Learning to Embrace the Strange
It was spring break, I was an MFA student in NYC, and I had escaped the city for Key West, of all places, where the crowds of carousing college students helped distract me from a slew of questions I had been asking lately: What did I value in stories and literature? Why was I getting an MFA at all? Did I even enjoy writing anymore? For the first time in my life, I didn't know how to answer these questions.
On my final night, I was prepared to suck it up and return to MFA life, to writing the insipid stories of slight domestic “offness” that had seemed the only route forward, when I began reading a book I’d picked up the day before - St. Lucy’s Home for Girl’s Raised by Wolves, by Karen Russell. Because of a very early flight, I had camped out on the floor of the airport, a heavy covering dragged off some baggage carts as a makeshift blanket, and I began the book intending to read just the first story, yet each tale propelled me into wider awakeness. In these stories, among other things, brothers hunt for their lost sister among schools of ghost fish. A sister is in love with a ghost boyfriend who possesses her. The residents of an arctic community gather to “sing down” a glacier. All I could think as I read was, “Wow, this is allowed?!” My perception of what stories could do and the effect they could have began to shift. These stories weren’t just playful and beautifully-written, they exposed the inherent strangeness of being human without trying to over-explain or provide neat answers. I found myself puzzling over them long after that cold night in the airport (a strange night, in itself); long after I turned in more half-hearted stories for workshop, which slowly would begin to change.
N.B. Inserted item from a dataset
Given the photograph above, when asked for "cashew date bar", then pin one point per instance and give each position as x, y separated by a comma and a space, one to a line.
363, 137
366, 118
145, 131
That epiphanic first encounter with Karen Russell’s stories led me down a rabbit hole that can only be described in math terms as Strangeness Squared. I discovered Angela Carter, Italo Calvino, Kelly Link, Aimee Bender, among others. I began thinking in “What if?” questions. As my reading (and writing) choices grew weirder, I felt I was following a breadcrumb trail toward the bold, deep truths I wanted to read and write about.
An idea I began contemplating around this time: We need stories because we are flawed beings, in a flawed world. If our lives didn’t involve struggle, if we were somehow more realized versions of ourselves, a narrative arc - characters, changing, over time - wouldn’t hold the same resonance and meaning. So, stories are moving, breathing representations of our attempt to grasp certain truths about ourselves and the world, of our striving toward betterness. They are also moving, breathing representations of the answerless strangeness that surrounds us - the weirdness of our very presence on this planet. I thank Karen Russell for her comfort with this strangeness, and for having so much fun while at it.